Luke Moriarty: Rubicon acquired an investment in FTSA (see below), FCF's biotechnology assets (including a 2.95% investment in Genesis) for NZ$80 million, again as part of the Fletcher Challenge restructuring process and the formation of Rubicon - these assets were acquired as a total package and the price was not allocated to specific assets at that time of acquisition.
We have had a long association with Genesis - Genesis was our partner in the sequencing of the jointly owned DNA database in Radiata and Eucalyptus. We have not yet addressed our current position in Genesis, other than to say that we see more value than the $3.85 per share at which it is trading today.
Luke Moriarty: All of the above - value in the short term from asset realization, value in the medium term from growth in value of FCF shares, and value long term in assets such as ArborGen.
Luke Moriarty: Forestadora Tapebicua (FTSA) is a research and development investment in Argentina, that FCF made, to determine whether Eucaluptus grandis could be grown and processed for solid-wood purposes. Much of the hard work has now been completed, and we are of the strong view that we can grow and process Grandis for solid-wood applications, and that we are market leaders in that technology. However, the market, particularly in the US, is still in the early stages of development and we are currently restricted to selling the product into a very poor domestic Argentine economy - so FTSA today is operating cash positive, but not as much as we would like to see.

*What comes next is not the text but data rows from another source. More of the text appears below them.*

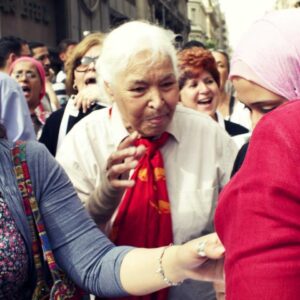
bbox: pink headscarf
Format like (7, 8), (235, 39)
(9, 56), (46, 100)
(229, 9), (300, 100)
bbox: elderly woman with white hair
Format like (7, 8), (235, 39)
(57, 21), (237, 299)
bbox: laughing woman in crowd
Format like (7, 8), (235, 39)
(57, 21), (236, 299)
(178, 47), (248, 144)
(39, 32), (108, 156)
(9, 56), (46, 137)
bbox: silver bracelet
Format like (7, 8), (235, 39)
(156, 244), (182, 286)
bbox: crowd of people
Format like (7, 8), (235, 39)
(0, 9), (300, 300)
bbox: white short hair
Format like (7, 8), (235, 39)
(96, 21), (178, 96)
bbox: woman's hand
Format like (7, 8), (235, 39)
(73, 84), (100, 113)
(106, 131), (146, 189)
(121, 233), (225, 295)
(177, 233), (225, 281)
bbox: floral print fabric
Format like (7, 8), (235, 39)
(0, 192), (28, 300)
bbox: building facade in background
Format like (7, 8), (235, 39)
(275, 0), (300, 9)
(188, 0), (229, 50)
(0, 0), (190, 49)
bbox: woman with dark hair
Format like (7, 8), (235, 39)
(39, 32), (109, 156)
(212, 49), (251, 129)
(9, 56), (46, 137)
(0, 119), (224, 300)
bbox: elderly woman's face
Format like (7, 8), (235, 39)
(74, 46), (101, 92)
(180, 71), (220, 119)
(109, 53), (179, 137)
(11, 61), (42, 112)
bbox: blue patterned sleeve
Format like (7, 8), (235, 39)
(27, 142), (132, 297)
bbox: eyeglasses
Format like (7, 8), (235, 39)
(11, 71), (38, 80)
(75, 56), (99, 72)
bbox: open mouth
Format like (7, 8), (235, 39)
(84, 77), (96, 85)
(197, 98), (213, 105)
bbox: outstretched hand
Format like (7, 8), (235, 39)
(177, 233), (225, 281)
(106, 131), (146, 189)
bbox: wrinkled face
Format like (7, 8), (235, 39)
(108, 52), (179, 137)
(232, 76), (287, 128)
(212, 52), (229, 90)
(11, 61), (42, 112)
(32, 47), (51, 77)
(74, 46), (101, 92)
(59, 44), (76, 62)
(180, 71), (220, 119)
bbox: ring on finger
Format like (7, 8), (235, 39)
(197, 241), (207, 257)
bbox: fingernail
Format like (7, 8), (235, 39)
(215, 246), (225, 253)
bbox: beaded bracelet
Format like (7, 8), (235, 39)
(156, 244), (182, 286)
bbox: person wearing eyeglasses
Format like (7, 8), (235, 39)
(39, 32), (109, 156)
(28, 42), (60, 113)
(9, 56), (46, 137)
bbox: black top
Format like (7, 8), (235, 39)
(39, 103), (105, 156)
(231, 142), (249, 177)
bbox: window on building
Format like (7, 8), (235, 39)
(191, 7), (196, 25)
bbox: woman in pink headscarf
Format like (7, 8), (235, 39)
(9, 56), (46, 136)
(215, 9), (300, 300)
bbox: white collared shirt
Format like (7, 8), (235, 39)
(57, 104), (237, 244)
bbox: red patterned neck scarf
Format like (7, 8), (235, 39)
(111, 133), (173, 300)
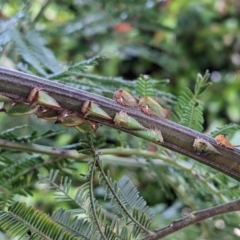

From a Rubicon perspective, we now need to move beyond our current position and answer the question as to how we leverage our existing FTSA research & development knowledge into value for Rubicon shareholders in the future - something we are currently addressing.
Luke Moriarty: We have met with most of our largest investors - they are comfortable with our short and medium term objectives (refer below), are very pleased with the disposal prices achieved for Brisbane and Challenge! and the recently announced share $60 million share buy-back intention - all of which indicate a single focus on shareholder value.
Luke Moriarty: Our immediate short-medium term objectives are clear - realise cash from the sale of our non-core investments, bring value to our FFS shareholding, maximize the value of our existing activities (e.g. our clonal-treebreeding activities at TeTeko), creating value from the commercialization of ArborGen and our alliance with HortResearch, and closing the current market share price discount to NTA through the use of sound capital/investment practices (e.g. the $60 million share buy-back already announced).
The reality is, that until we have closed the value-gap we do not have the right to grow the company aggressively through re-investment in new opportunities.
ShareChat thanks Luke Moriarty for taking part in this Investor Interview.